To a hammer, everything looks like a nail, of course, so there's no surprise that you took the opportunity to segue into your hobby-horse topic. But you failed to point out any linkage between the fascinating factoids that you present, and the accumulation of overseas debt.

Or did I overlook something?

>>First, money that was marked for such use was not available to invest in those industries that you mention above.<<

Was this public money, from our taxes? Or was it private money, paid by the companies who borrow from overseas? If the latter, it would help to explain how much was involved, and how it was spent.

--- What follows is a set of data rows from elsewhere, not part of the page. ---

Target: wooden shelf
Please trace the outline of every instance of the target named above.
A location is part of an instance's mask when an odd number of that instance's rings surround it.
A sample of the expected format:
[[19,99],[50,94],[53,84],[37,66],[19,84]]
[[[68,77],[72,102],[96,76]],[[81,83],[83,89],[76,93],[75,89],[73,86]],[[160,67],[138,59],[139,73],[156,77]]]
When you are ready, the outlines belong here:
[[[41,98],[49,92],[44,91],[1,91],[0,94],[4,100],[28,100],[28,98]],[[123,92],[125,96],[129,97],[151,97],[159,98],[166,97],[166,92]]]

>>...we could have an economy which is 22% or thereabouts bigger if we had chosen a more sensible set of PMs<<

Oh dear. If you actually think about this, you would need to increase the number of men in the workforce to achieve this outcome. Any thoughts on where you might find them?

>>... imports rose rapidly, because our own manufacturing sector, with no investment funds to modernise and deliberately deprived of tariff protections, were left to die.<<

Ya think, DiNozzo?

Tariff protection, or any other form of artificial government support, does not guarantee the survival of a business in the long term - think, car industry. All it achieves is to make those products it "protects" more expensive to the consumer, forcing up the cost of living and depriving people of the ability to save. The very savings that are required to obviate the need to borrow overseas.

Incidentally, re-reading your litany of complaints, I suspect there might be more than a smidgeon of personal experience in your rant against women. If so, you have my sympathy.

But that still doesn't validate your argument that it impacts overseas debt.